The separation from your spouse will leave an empty space in your daily life, and you will need to fill that space with new and healthy activities. These activities might include new hobbies or pastimes, working out, or spending more time with your family. No matter how you choose to fill your time, you should try your best to remain active so that the isolation does not become a long-term state.
Eventually as you pass through the mourning stages of divorce, you’ll find that you no longer feel the acute pain, denial, depression, or isolation that you once did. At this stage you will start to feel healthy and satisfied as a single individual. You will have established a new routine that works for you, and you will have restored a healthy relationships with others. You may feel like dating again. Consistent positive feelings show that you are well on your way to a full recovery.
The Time-frame for Recovery
During your divorce you may not feel that you will never recover. You may not be able to imagine yourself without the sadness, anger, depression, or withdrawal. These stages are absolutely normal, even essential, to your eventual well-being. But they are not permanent. Things will get better. .
You may feel an initial sense of relief and freedom after separation and think that you have recovered from the end of the marriage. But don’t be surprised if the feelings of sadness or depression return after the divorce, if you move between these stages more than once, or if you occasionally feel that you have regressed. This is normal. Of course, if as the months pass, you don’t feel any improvement, if you are stuck in one stage indefinitely, or if you feel you can’t recover without help its time to seek out professional counseling.
Did you have fun today?
Did you learn something today?
Did you make someone happy today?
Did you make or save money today?
Did you love someone today?
Did you practice for an event you enjoy today?
Did you do something with or for your family or friends today?

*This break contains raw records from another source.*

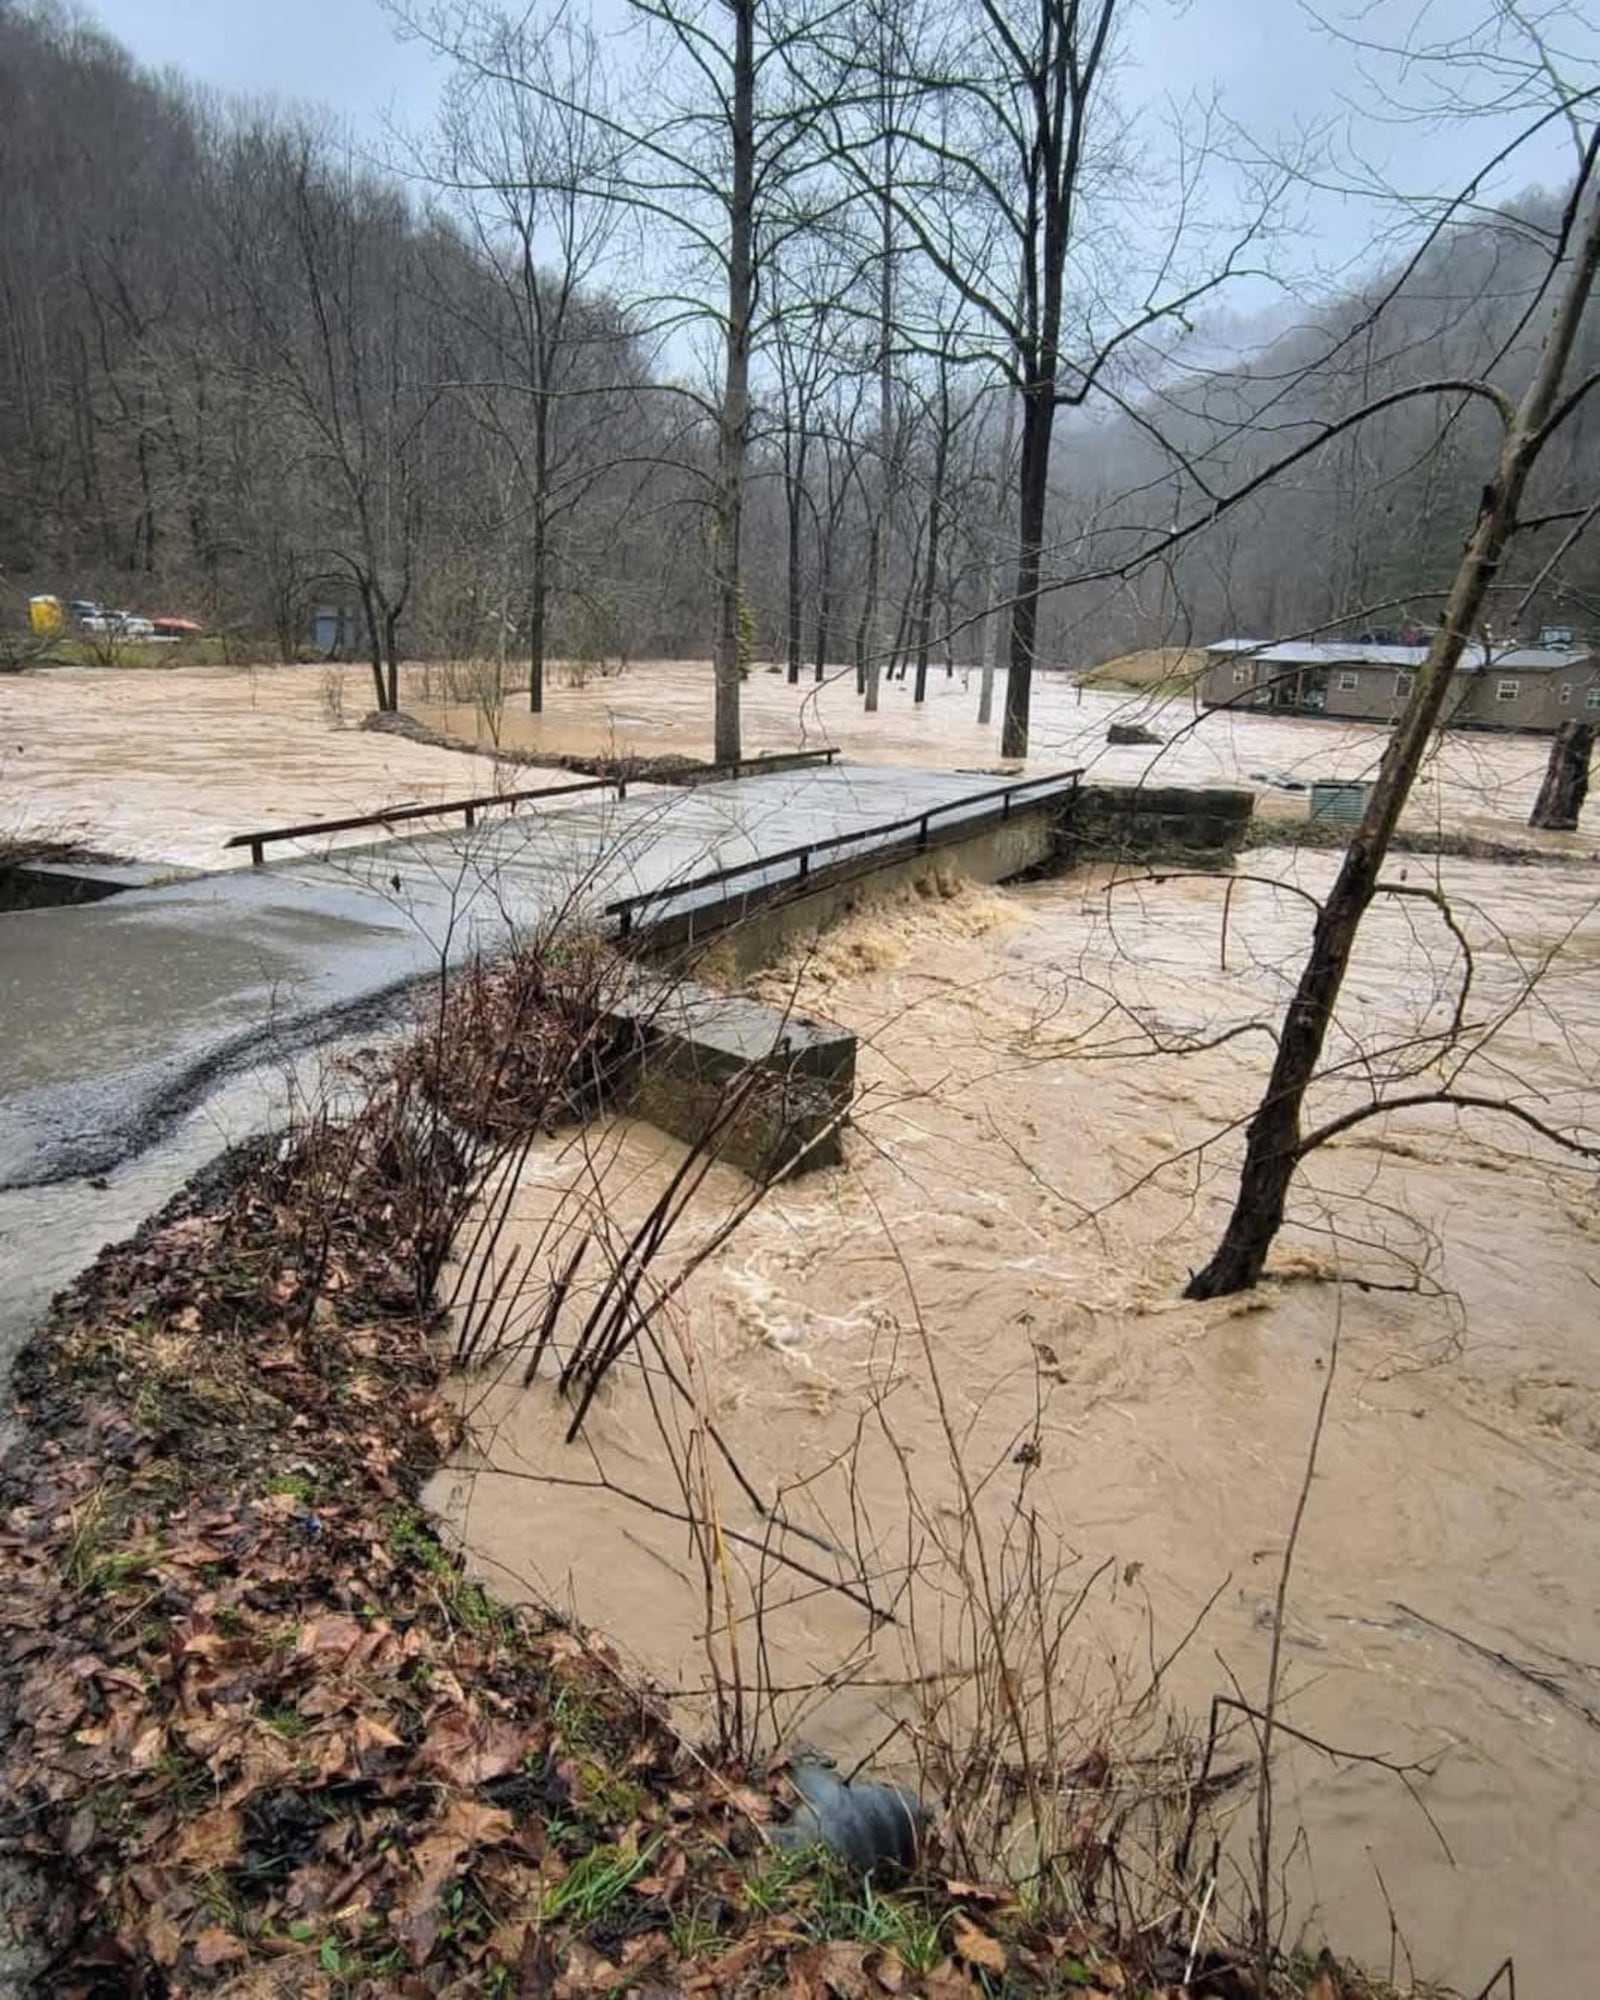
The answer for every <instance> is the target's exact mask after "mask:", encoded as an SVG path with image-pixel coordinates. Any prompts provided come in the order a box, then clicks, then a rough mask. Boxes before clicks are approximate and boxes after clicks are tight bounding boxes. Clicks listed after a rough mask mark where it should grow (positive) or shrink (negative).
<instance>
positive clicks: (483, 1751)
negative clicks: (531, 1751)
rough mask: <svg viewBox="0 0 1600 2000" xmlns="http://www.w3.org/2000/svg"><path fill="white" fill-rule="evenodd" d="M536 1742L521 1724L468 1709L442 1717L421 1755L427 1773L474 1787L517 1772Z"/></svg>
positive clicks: (457, 1783)
mask: <svg viewBox="0 0 1600 2000" xmlns="http://www.w3.org/2000/svg"><path fill="white" fill-rule="evenodd" d="M532 1742H534V1732H532V1730H530V1728H526V1726H524V1724H518V1722H494V1720H486V1718H482V1716H474V1714H470V1712H468V1710H460V1712H456V1714H446V1716H442V1718H440V1720H438V1722H436V1724H434V1726H432V1728H430V1730H428V1738H426V1742H424V1744H422V1750H420V1754H418V1764H420V1766H422V1768H424V1770H436V1772H438V1774H440V1778H450V1780H452V1782H454V1784H464V1786H474V1784H484V1782H486V1780H490V1778H502V1776H504V1774H506V1772H510V1770H516V1768H518V1764H520V1762H522V1758H524V1756H526V1752H528V1750H530V1746H532Z"/></svg>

Did you simplify or lower the stress in your life today?
Did you do anything to get you closer to your goals today?
Did you eat smart and exercise today?
Did you follow your daily routines of pride and self-improvement?
Answering yes to all these would be a perfect and a very long day. However answering yes to as many as you can as often as you can I feel dramatically improves the quality and happiness in one’s life.
Give it a shot. You have nothing to lose but the divorce blues.